Audrey remarked, “You were never interested in men who were fair of head. You have always preferred a man with hair and eyes as dark as your own. Marksman’s reddish-tinted hair and blue eyes cannot compare to Ansel back home, can they?”
Caroline contended, “I have never expressed a preference for Ansel or any other man, for that matter, be he fair of head or swarthy as a sailor.”
Audrey chuckled as she took the lead on the narrow stairs.
“I am glad to hear your head is not so easily turned by a rich Englishman. I pray to be as strong as you and not to be swayed easily by the first handsome man who crosses my path.” She glanced back at her cousin.
“You never said if you encountered trouble today or not.”
“I simply retrieved the note you could not because of Lord Marksman’s interference, along with a second message.”
This time Audrey blushed. She did not appreciate another reminder of her failure.
She ducked her head so Caroline could not observe the turmoil Audrey often experienced when Uncle Jacobi asked her to perform such a task.
She never wished to fail him, for, without him, she would have lived a life of penury and would have possessed no family of which to speak; yet…
Yet, privately, she often questioned some of the ideas he purported, and she did not like to think he was involved in some sort of scandal.
As she had grown older, she realized much of the income her uncle spent so freely had come on the backs of those less fortunate or from conducting some sort of farce to extract money from the wealthy they encountered in their travels.
“I am excessively grateful,” Audrey said to Caroline. “I would never wish you to know danger, especially because I did not perform as I should have. I disappointed Uncle Jacobi, and I regret doing so more than I can ever name.”
Caroline assured, “Do not fret so. It was your first time assisting Father, and you possess no natural guile.”
Audrey laughed awkwardly. “And you do?”
Caroline’s cheeks flushed with color before she said, “My guile comes from practice, as will yours. There is enough time for you to hone your skills. As for today, no one followed me to the tearoom, if that is what you are asking. So far, I am just another woman on the street, out walking with my maid. I have only been officially introduced to a half dozen of London’s society at the musicale my father and I attended last evening, which proved, by the way, to be remarkably boring.
That is where I caught a glimpse of your Lord Marksman.
He was with another elderly gentleman and a woman dark of head. ”
“Likely Lord Duncan and the man’s daughter,” Audrey explained.

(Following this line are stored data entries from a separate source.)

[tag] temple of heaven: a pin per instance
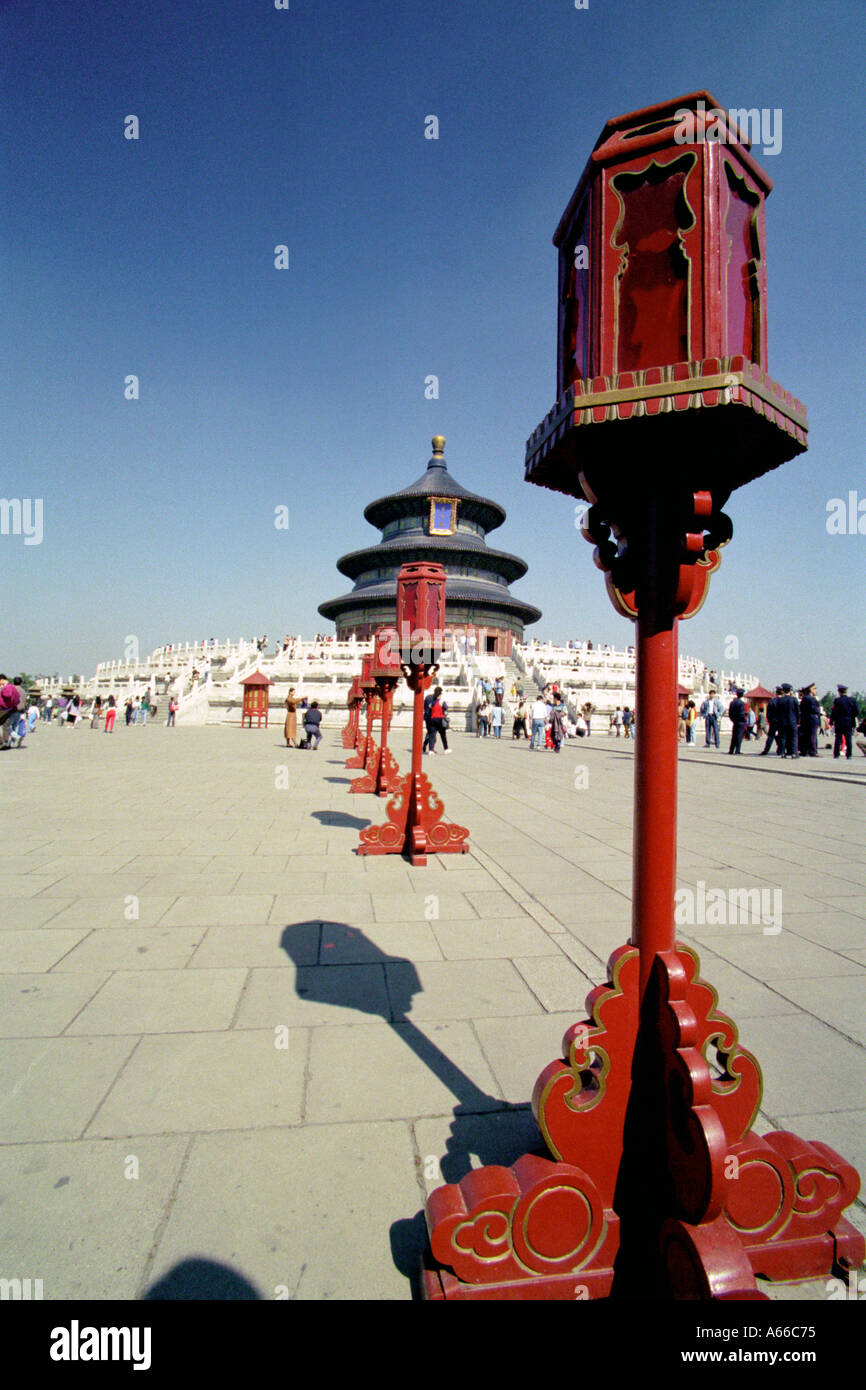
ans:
(435, 519)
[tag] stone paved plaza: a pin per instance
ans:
(230, 1040)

“Lord Duncan served as one of Marksman’s guardians when the young lord first came into his peerage.
From what his lordship said, I assume Marksman was quite young when he inherited.
I have not officially taken the acquaintance of either Lord Duncan or Lady Theodora Duncan,” Audrey explained.
“Did you come to be introduced to the trio?”
“Father guided me about the room in the opposite direction of where they stood. For some reason he has yet to explain, my father would prefer not to become too comfortable with Marksman or the others,” Caroline observed in a guarded manner.
Audrey’s curiosity arrived. “Does Uncle know something of the earl, which we do not?”
“Father has never expressed his reasons to me,” Caroline assured.
“He simply warned me not to become friendly with the man.” Her cousin glanced around to know confidence there was no one else about who could overhear their conversation.
“As to my task today, the shop owner placed the note addressed to my father on the counter as I went to pay him. I placed it in my reticule. That second task was much simpler than finding a note behind a particular tree in a park of which I was not familiar.”
It was the fourth day after the masque before they had their first real clue delivered at the hands of Lionel Carter, Marksman’s friend from their years in London’s slums.